On doing this in chrome console:
new Date("2017-05-22T14:00:00");
Output is:
Mon May 22 2017 14:00:00 GMT+0530 (IST)
This is wrong because I am in IST. It should have rather given output as
Mon May 22 2017 19:30:00 GMT+0530 (IST)
Safari is giving correct results. Chrome was right before but I think latest update is having an issue.
Found that appending Z in date string results correct date value.
new Date("2017-05-22T14:00:00Z");
Upvotes: 0
Views: 461
Reputation: 241920
The input value is being interpreted correctly. ECMAScript 2015 (ES6) section 20.3.1.16 states:
If the time zone offset is absent, the date-time is interpreted as a local time.
This aligns with the ISO-8601 standard as well.
In previous versions of ECMAScript, UTC was assumed when no offset was provided. That goes against ISO-8601, and was implemented inconsistently across various environments.

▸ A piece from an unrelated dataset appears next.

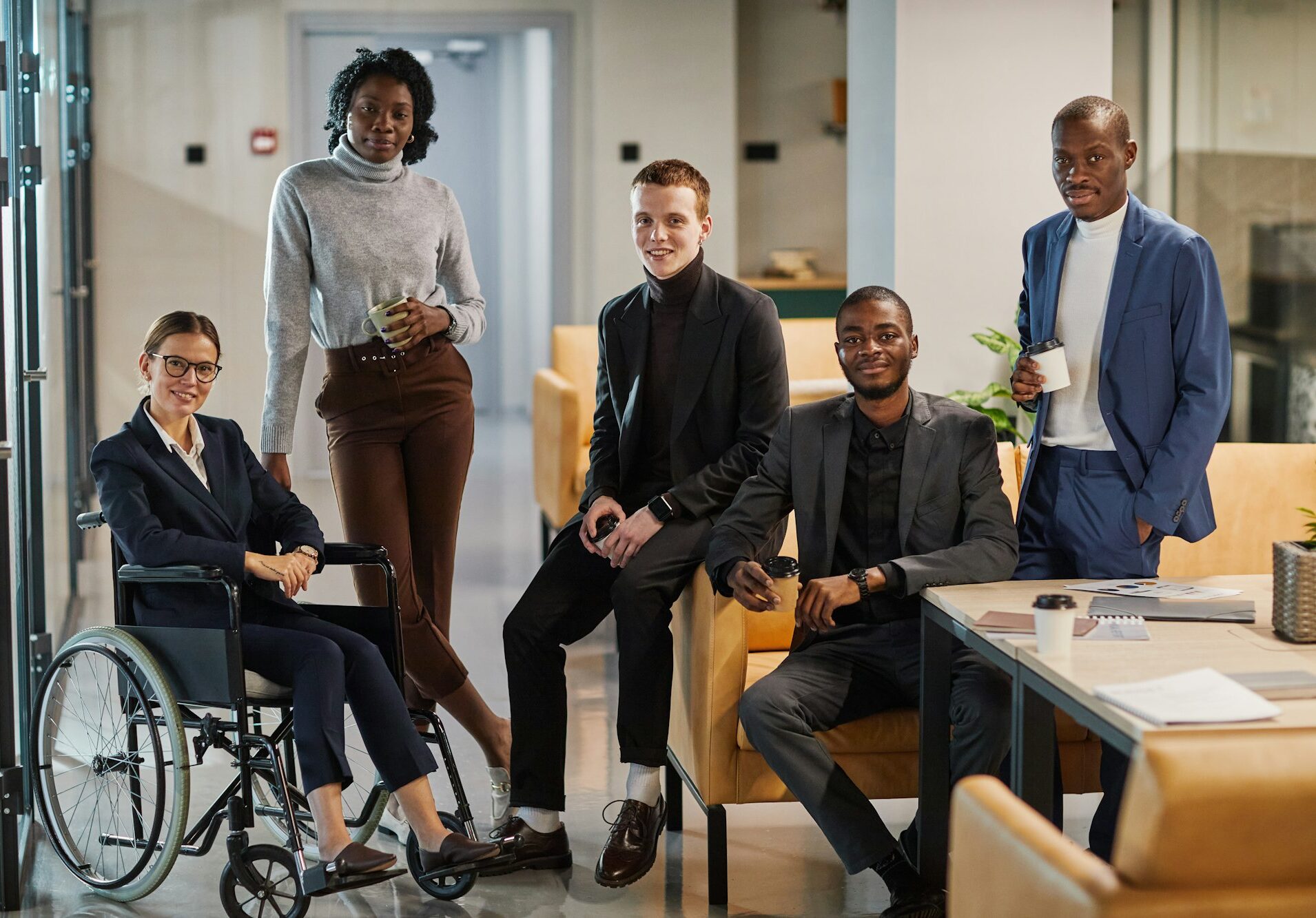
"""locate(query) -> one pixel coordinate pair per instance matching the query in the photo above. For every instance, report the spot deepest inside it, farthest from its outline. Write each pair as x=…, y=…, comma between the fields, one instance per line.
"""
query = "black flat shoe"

If you want the input to be interpreted as UTC, then you should provide an offset, either +00:00
, or Z
as part of the input string.
However, if you are talking about how a Date
object should be displayed when logged to the debug console, that is not defined in the spec. In some environments, you will see the output of date.toString()
, which shows the local date and time in a non-standard format, and in other environments (such as FireFox) you will see the output of date.toISOString()
, which shows the UTC date and time in ISO-8601 format.
There's no spec about which to show, so either would be valid. If you want to see specific output, don't just log a Date
object, call a function on the object that returns a string and log that instead.